Parsing/scraping download links on pages and subpages

I don't have very much experience with code, only the basic ideas.

There is a website with a number of pages in an index. Each of these pages may have either a subdirectory, or it will be a page with various elements and any number of download links in the form of FILENAME.EXTENSION

I would like to write something to automate the process of parsing the pages and subpages, then scraping them for downloads. How can this be accomplished, with what tools and API?

Thanks.

wget -m -k -E http://www.gnu.org/

Should work, it downloads a site, converts the links to locally usable links and saves .html pages as actually .html

See here for more details http://www.gnu.org/software/wget/manual/wget.html

1 Like

Thanks, wget looks perfect for this.

If I remember right theres a windows version as well if your on that platform.
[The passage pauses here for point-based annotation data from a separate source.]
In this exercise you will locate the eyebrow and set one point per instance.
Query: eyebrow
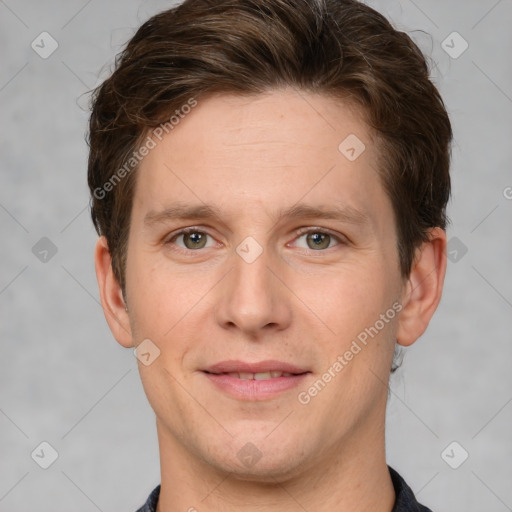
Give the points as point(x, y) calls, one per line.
point(181, 211)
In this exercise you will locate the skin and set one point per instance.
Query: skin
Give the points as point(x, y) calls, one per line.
point(251, 157)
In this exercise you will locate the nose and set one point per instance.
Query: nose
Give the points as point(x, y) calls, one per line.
point(253, 299)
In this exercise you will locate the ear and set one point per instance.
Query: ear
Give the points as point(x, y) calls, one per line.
point(111, 295)
point(424, 287)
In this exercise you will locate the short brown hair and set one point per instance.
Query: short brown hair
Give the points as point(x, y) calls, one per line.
point(340, 48)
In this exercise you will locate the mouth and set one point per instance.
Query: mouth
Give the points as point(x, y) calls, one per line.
point(257, 376)
point(255, 381)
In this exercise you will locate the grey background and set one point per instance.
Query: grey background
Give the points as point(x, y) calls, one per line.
point(64, 380)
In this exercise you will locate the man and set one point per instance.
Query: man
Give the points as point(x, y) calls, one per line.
point(269, 180)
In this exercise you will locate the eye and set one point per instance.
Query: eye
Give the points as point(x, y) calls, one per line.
point(316, 239)
point(192, 239)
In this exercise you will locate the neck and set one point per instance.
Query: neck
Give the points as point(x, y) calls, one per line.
point(352, 476)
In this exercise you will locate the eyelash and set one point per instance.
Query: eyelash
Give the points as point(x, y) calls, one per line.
point(300, 232)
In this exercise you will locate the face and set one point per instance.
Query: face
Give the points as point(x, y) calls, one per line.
point(261, 254)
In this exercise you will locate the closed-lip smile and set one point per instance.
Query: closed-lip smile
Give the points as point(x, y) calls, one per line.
point(255, 381)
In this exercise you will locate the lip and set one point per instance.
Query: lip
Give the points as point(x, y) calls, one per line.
point(254, 390)
point(270, 365)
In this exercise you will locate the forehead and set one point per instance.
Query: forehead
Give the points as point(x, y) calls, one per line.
point(268, 151)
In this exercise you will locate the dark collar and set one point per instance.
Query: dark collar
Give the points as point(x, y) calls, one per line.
point(405, 500)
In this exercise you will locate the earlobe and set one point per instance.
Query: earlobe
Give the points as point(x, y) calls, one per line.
point(424, 287)
point(111, 295)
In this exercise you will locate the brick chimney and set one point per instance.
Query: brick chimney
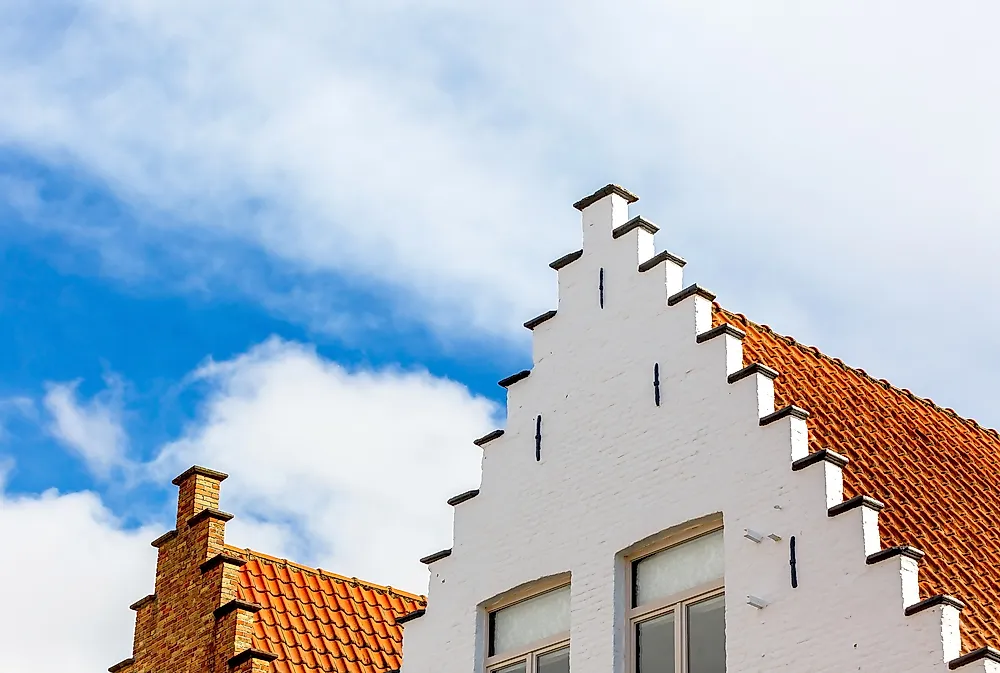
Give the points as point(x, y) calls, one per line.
point(194, 623)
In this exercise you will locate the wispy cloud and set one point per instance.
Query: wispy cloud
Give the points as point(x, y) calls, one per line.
point(355, 465)
point(91, 428)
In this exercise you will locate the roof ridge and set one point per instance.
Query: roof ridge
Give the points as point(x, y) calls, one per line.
point(267, 558)
point(815, 351)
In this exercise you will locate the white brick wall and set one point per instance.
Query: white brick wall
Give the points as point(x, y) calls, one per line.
point(616, 469)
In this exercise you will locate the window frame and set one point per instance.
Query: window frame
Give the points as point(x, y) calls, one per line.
point(677, 603)
point(530, 652)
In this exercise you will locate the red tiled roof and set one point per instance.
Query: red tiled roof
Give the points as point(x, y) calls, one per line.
point(314, 620)
point(937, 473)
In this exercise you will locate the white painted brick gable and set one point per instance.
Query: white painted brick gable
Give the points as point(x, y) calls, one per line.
point(616, 469)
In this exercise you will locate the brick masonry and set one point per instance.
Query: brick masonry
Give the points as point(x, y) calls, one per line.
point(180, 628)
point(616, 471)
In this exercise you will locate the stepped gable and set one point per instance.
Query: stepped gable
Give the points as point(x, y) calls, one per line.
point(937, 473)
point(220, 609)
point(314, 620)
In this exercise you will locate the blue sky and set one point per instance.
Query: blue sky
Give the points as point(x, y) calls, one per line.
point(297, 244)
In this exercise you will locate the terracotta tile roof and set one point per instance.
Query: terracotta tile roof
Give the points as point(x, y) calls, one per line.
point(314, 620)
point(937, 473)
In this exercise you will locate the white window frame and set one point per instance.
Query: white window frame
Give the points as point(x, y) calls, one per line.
point(677, 603)
point(531, 652)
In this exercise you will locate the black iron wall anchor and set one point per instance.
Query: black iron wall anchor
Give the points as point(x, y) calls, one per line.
point(538, 438)
point(791, 562)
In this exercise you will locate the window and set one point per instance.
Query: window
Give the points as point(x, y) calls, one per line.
point(531, 635)
point(677, 616)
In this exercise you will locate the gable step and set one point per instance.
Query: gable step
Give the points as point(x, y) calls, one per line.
point(566, 260)
point(247, 655)
point(489, 437)
point(218, 559)
point(637, 222)
point(462, 497)
point(750, 370)
point(235, 604)
point(436, 556)
point(410, 616)
point(854, 503)
point(790, 410)
point(121, 665)
point(659, 258)
point(690, 291)
point(724, 328)
point(982, 654)
point(514, 378)
point(538, 320)
point(934, 601)
point(893, 552)
point(821, 456)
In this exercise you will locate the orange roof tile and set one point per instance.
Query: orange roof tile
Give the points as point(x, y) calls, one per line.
point(937, 473)
point(314, 620)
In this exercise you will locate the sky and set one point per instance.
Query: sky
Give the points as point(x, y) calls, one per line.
point(295, 242)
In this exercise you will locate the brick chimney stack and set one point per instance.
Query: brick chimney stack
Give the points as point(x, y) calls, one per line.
point(194, 621)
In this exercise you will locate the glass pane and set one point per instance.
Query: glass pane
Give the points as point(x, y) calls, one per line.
point(554, 662)
point(519, 667)
point(707, 636)
point(654, 645)
point(529, 621)
point(679, 568)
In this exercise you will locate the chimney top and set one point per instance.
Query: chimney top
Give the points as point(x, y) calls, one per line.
point(606, 191)
point(203, 471)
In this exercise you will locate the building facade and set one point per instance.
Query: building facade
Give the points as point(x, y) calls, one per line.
point(221, 609)
point(678, 489)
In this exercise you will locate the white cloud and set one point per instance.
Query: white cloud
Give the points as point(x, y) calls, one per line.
point(346, 470)
point(72, 557)
point(13, 407)
point(90, 428)
point(828, 167)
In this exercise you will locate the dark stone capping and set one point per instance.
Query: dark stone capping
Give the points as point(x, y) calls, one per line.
point(496, 434)
point(203, 471)
point(982, 654)
point(821, 456)
point(410, 616)
point(209, 513)
point(605, 191)
point(514, 378)
point(892, 552)
point(662, 256)
point(566, 260)
point(535, 322)
point(235, 604)
point(462, 497)
point(142, 602)
point(855, 502)
point(689, 291)
point(790, 410)
point(121, 665)
point(750, 370)
point(637, 222)
point(437, 556)
point(934, 601)
point(222, 558)
point(724, 328)
point(247, 655)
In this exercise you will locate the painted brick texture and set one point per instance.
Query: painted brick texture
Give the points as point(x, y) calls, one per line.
point(617, 470)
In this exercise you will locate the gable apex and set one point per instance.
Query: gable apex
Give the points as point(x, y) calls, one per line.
point(607, 190)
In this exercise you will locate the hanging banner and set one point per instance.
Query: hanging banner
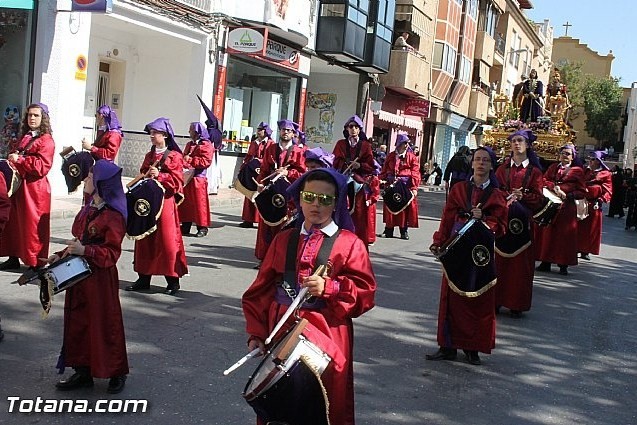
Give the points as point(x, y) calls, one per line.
point(103, 6)
point(418, 108)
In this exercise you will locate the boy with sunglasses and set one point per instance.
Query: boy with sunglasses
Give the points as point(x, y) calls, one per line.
point(344, 291)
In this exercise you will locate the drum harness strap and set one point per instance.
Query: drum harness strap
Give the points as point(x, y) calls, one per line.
point(290, 275)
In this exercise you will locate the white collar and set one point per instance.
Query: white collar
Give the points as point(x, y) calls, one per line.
point(328, 230)
point(524, 163)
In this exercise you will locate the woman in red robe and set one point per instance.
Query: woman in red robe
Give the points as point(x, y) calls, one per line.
point(196, 205)
point(599, 190)
point(402, 164)
point(27, 232)
point(557, 242)
point(465, 322)
point(162, 252)
point(257, 148)
point(521, 178)
point(286, 159)
point(94, 342)
point(109, 135)
point(355, 154)
point(345, 291)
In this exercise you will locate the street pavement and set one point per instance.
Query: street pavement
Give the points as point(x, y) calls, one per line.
point(570, 360)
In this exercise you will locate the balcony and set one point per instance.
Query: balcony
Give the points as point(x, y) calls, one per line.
point(408, 73)
point(485, 47)
point(478, 104)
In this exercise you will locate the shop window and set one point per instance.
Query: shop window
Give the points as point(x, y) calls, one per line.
point(255, 93)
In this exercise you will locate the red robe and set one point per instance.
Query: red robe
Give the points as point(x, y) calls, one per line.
point(196, 205)
point(106, 145)
point(255, 150)
point(27, 232)
point(514, 289)
point(162, 252)
point(296, 162)
point(557, 242)
point(93, 325)
point(463, 322)
point(599, 189)
point(409, 166)
point(365, 157)
point(349, 292)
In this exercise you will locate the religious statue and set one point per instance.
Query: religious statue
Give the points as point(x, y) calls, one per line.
point(532, 92)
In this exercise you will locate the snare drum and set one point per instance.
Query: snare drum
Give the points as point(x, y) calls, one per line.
point(145, 201)
point(552, 204)
point(11, 176)
point(286, 385)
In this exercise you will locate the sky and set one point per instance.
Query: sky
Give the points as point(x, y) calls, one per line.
point(602, 25)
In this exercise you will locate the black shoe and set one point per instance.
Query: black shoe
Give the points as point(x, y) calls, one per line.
point(139, 285)
point(472, 357)
point(443, 354)
point(516, 314)
point(77, 380)
point(116, 384)
point(12, 263)
point(172, 289)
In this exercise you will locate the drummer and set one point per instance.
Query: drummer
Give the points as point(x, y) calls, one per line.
point(162, 252)
point(346, 291)
point(94, 342)
point(249, 214)
point(286, 159)
point(468, 323)
point(557, 242)
point(401, 164)
point(520, 177)
point(27, 232)
point(599, 190)
point(195, 208)
point(109, 135)
point(354, 156)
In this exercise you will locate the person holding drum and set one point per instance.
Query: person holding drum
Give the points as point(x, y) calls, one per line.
point(557, 242)
point(94, 342)
point(249, 214)
point(354, 157)
point(283, 159)
point(345, 290)
point(162, 252)
point(195, 208)
point(599, 190)
point(27, 232)
point(466, 317)
point(520, 176)
point(109, 135)
point(401, 168)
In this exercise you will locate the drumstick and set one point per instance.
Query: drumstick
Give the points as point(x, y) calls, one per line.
point(300, 298)
point(241, 361)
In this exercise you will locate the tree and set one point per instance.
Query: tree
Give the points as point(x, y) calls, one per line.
point(602, 105)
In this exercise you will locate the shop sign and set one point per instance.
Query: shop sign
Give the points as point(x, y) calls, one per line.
point(418, 107)
point(246, 40)
point(282, 55)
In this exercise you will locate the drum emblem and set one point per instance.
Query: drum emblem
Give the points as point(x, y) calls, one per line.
point(516, 226)
point(74, 170)
point(480, 255)
point(142, 207)
point(278, 201)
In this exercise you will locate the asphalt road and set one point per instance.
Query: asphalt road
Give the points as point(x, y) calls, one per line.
point(570, 360)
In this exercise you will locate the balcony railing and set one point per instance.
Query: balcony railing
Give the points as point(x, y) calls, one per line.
point(500, 44)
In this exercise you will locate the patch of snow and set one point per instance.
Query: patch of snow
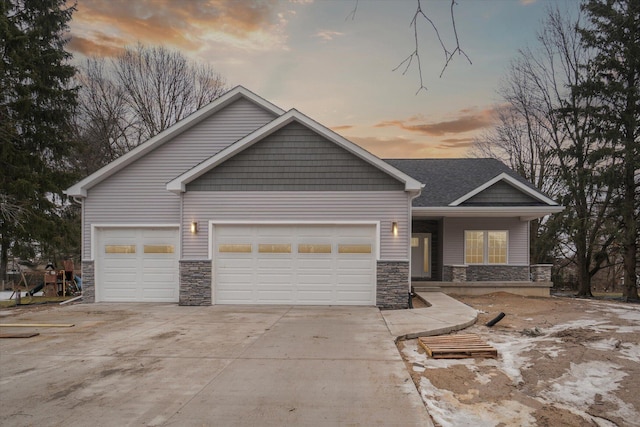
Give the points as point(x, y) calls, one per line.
point(418, 367)
point(481, 378)
point(510, 362)
point(447, 410)
point(552, 351)
point(578, 387)
point(630, 351)
point(605, 344)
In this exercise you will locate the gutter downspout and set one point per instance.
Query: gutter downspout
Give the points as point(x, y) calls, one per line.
point(410, 222)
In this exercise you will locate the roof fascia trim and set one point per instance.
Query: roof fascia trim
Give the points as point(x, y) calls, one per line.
point(511, 181)
point(524, 212)
point(178, 184)
point(80, 188)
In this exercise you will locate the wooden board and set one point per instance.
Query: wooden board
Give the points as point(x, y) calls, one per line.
point(20, 335)
point(37, 325)
point(461, 346)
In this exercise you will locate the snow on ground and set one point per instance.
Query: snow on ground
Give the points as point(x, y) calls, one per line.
point(579, 387)
point(446, 410)
point(584, 383)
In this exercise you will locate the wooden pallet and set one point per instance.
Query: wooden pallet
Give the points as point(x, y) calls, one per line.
point(20, 335)
point(461, 346)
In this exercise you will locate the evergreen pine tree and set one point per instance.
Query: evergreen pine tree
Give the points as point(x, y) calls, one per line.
point(37, 102)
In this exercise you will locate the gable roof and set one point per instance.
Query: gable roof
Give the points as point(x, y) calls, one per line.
point(80, 188)
point(178, 184)
point(451, 182)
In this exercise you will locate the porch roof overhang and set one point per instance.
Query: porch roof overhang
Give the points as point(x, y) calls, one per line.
point(525, 213)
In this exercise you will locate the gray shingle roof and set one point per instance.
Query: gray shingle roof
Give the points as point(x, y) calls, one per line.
point(447, 180)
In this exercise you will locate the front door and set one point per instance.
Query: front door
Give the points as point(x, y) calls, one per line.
point(421, 255)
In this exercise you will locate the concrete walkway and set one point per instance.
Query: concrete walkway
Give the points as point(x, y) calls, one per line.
point(165, 365)
point(445, 315)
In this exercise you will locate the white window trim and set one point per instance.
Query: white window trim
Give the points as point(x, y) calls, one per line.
point(485, 247)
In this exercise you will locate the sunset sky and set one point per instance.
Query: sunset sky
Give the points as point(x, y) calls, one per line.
point(336, 66)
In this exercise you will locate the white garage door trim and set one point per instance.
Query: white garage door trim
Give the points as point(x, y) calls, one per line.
point(289, 271)
point(136, 263)
point(213, 223)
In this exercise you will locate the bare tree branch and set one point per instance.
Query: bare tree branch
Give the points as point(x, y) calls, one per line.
point(448, 54)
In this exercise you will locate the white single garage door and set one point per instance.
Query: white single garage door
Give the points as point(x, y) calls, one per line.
point(295, 264)
point(137, 265)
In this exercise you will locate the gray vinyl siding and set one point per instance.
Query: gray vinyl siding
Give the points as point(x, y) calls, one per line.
point(383, 206)
point(453, 237)
point(137, 194)
point(502, 194)
point(295, 158)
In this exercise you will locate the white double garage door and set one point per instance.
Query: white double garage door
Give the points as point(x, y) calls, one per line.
point(308, 264)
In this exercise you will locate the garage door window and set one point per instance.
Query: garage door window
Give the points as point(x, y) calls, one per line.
point(354, 249)
point(314, 249)
point(275, 248)
point(120, 249)
point(159, 249)
point(231, 248)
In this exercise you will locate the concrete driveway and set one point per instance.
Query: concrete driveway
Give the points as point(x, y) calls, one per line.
point(164, 365)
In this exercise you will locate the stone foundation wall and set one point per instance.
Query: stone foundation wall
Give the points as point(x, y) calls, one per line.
point(195, 282)
point(88, 281)
point(393, 284)
point(455, 273)
point(497, 273)
point(541, 272)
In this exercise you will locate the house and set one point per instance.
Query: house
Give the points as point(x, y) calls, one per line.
point(245, 203)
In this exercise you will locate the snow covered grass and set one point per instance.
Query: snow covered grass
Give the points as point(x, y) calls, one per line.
point(576, 389)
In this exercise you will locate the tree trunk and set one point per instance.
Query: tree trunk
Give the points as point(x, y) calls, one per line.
point(582, 265)
point(4, 253)
point(630, 288)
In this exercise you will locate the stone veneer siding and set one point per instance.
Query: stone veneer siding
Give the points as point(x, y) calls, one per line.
point(195, 282)
point(88, 281)
point(541, 273)
point(393, 284)
point(486, 273)
point(455, 273)
point(494, 273)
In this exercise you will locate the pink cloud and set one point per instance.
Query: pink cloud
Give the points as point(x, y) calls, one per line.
point(468, 120)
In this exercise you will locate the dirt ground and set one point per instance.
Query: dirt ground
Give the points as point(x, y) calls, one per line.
point(561, 362)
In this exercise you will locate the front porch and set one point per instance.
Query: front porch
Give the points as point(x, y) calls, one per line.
point(529, 289)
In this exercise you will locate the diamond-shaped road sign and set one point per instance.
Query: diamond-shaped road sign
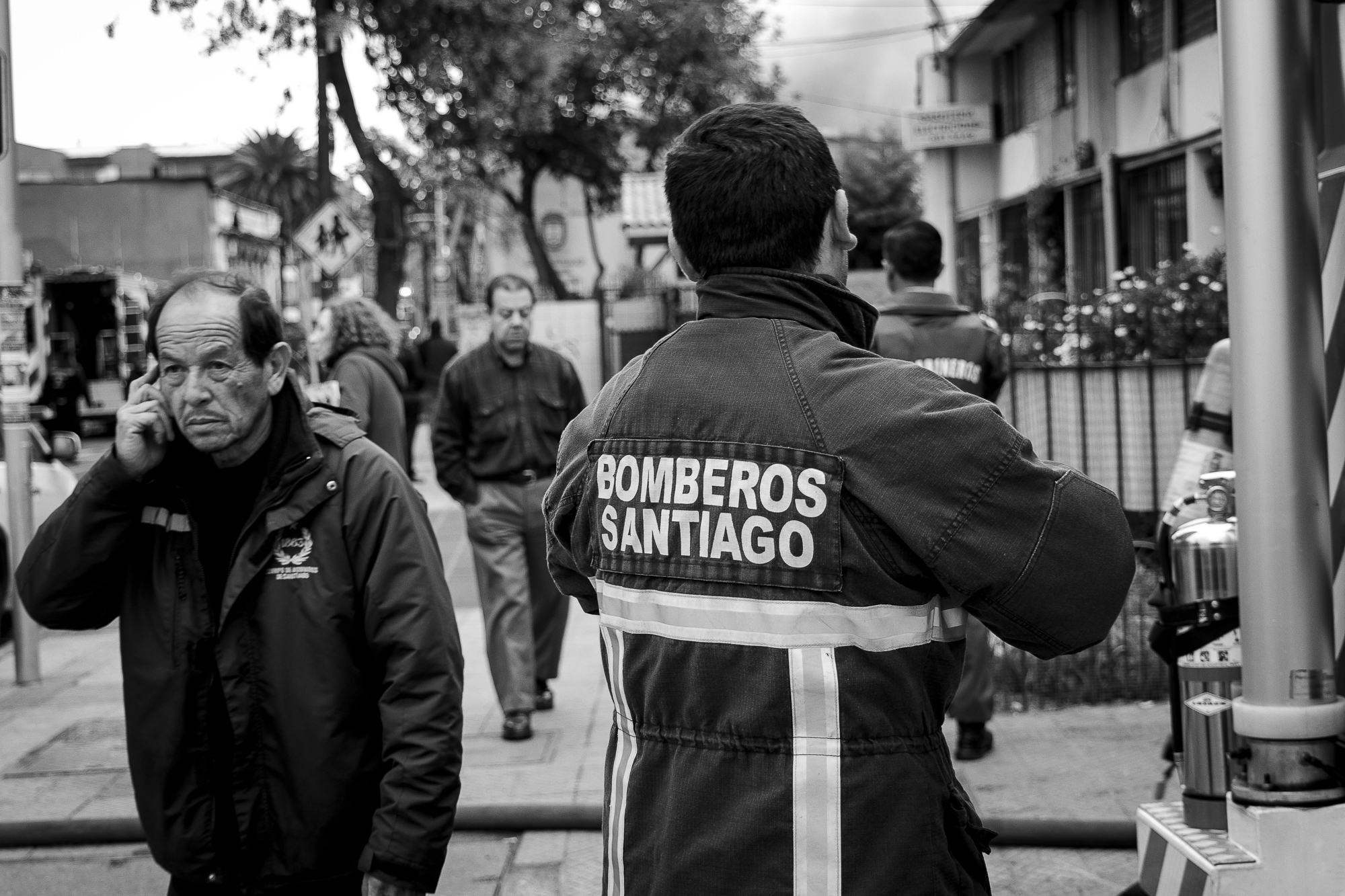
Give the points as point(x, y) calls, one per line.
point(332, 237)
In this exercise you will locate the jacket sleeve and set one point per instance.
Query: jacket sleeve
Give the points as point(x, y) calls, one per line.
point(414, 643)
point(450, 438)
point(75, 571)
point(568, 524)
point(1039, 552)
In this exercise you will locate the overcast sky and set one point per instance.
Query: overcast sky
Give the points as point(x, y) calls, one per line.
point(76, 87)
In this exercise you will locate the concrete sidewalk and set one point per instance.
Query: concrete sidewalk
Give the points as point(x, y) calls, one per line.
point(63, 755)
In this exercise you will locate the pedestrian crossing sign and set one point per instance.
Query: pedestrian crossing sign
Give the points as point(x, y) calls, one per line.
point(332, 237)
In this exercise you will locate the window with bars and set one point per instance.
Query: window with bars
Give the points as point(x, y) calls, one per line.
point(1141, 34)
point(1196, 19)
point(1089, 267)
point(1008, 69)
point(1015, 252)
point(1067, 75)
point(968, 264)
point(1153, 214)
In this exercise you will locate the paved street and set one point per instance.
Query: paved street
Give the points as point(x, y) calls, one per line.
point(63, 755)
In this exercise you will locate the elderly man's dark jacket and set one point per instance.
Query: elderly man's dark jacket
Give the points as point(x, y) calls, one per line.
point(783, 534)
point(338, 655)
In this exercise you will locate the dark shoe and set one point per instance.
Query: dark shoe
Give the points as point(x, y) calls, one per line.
point(545, 698)
point(517, 725)
point(974, 741)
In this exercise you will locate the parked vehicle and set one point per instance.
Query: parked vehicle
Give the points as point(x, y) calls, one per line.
point(99, 315)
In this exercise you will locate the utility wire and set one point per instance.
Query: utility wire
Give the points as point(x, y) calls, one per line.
point(857, 107)
point(857, 36)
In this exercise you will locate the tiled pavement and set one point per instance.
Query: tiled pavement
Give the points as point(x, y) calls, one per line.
point(1077, 763)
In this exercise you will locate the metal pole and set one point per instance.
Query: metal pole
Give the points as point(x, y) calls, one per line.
point(1289, 710)
point(14, 361)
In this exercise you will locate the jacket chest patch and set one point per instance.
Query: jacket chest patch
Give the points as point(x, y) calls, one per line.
point(719, 512)
point(294, 548)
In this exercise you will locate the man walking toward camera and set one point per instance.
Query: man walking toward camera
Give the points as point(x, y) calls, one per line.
point(502, 409)
point(921, 325)
point(785, 534)
point(291, 659)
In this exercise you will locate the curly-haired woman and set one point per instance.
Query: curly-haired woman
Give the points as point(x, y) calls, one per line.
point(354, 338)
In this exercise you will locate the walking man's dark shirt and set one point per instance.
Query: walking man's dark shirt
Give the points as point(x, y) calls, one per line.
point(498, 420)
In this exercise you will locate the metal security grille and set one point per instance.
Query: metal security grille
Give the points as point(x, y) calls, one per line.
point(1121, 667)
point(968, 249)
point(1155, 214)
point(1196, 19)
point(1141, 34)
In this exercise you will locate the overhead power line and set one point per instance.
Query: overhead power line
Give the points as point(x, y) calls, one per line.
point(855, 37)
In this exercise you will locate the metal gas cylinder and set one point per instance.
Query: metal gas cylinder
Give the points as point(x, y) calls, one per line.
point(1204, 555)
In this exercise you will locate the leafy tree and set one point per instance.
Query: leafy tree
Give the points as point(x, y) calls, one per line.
point(512, 91)
point(294, 26)
point(272, 169)
point(882, 181)
point(683, 60)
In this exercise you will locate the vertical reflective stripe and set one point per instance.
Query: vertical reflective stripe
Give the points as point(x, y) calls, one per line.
point(817, 771)
point(622, 764)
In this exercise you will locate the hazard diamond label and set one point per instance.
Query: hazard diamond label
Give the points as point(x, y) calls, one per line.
point(1208, 704)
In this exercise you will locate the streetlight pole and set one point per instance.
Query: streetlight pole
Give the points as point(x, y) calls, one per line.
point(1289, 710)
point(14, 364)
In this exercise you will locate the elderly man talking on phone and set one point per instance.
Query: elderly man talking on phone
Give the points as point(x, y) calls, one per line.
point(291, 659)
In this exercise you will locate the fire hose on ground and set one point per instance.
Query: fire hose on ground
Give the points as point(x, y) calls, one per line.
point(1062, 833)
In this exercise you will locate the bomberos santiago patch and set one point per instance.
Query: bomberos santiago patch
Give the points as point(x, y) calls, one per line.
point(294, 548)
point(719, 512)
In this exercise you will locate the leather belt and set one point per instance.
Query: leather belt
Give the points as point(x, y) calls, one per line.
point(523, 477)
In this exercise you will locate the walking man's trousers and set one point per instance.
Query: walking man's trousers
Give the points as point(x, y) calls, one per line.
point(524, 611)
point(976, 697)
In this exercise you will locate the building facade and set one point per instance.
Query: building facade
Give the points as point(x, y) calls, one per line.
point(1108, 150)
point(142, 212)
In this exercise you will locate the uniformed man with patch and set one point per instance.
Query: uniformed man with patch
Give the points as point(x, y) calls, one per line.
point(783, 534)
point(929, 327)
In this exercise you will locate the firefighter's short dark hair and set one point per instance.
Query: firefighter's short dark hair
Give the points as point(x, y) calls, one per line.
point(751, 186)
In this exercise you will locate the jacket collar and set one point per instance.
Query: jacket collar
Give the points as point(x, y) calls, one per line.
point(921, 300)
point(814, 300)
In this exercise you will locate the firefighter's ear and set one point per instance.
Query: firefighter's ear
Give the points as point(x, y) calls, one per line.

Yup, I found it. Initially I thought it was tar gz implying Linux, but "search twice post once" I found they have different versions with Windows binaries as well. Even if it were Linux only, I'd be interested in looking at the source code for their algorithm and trying to reproduce it on my own.

I remember using a gui once as well that was actually pretty decent on windows, but because theres no official build, windows versions are a bit scattered so i didnt find it. Its a really useful tool though on any system.

Yeah I can definitely see the benefits of that. I think I might work on this and a gui for it as a side project, and somehow generalize it to all websites.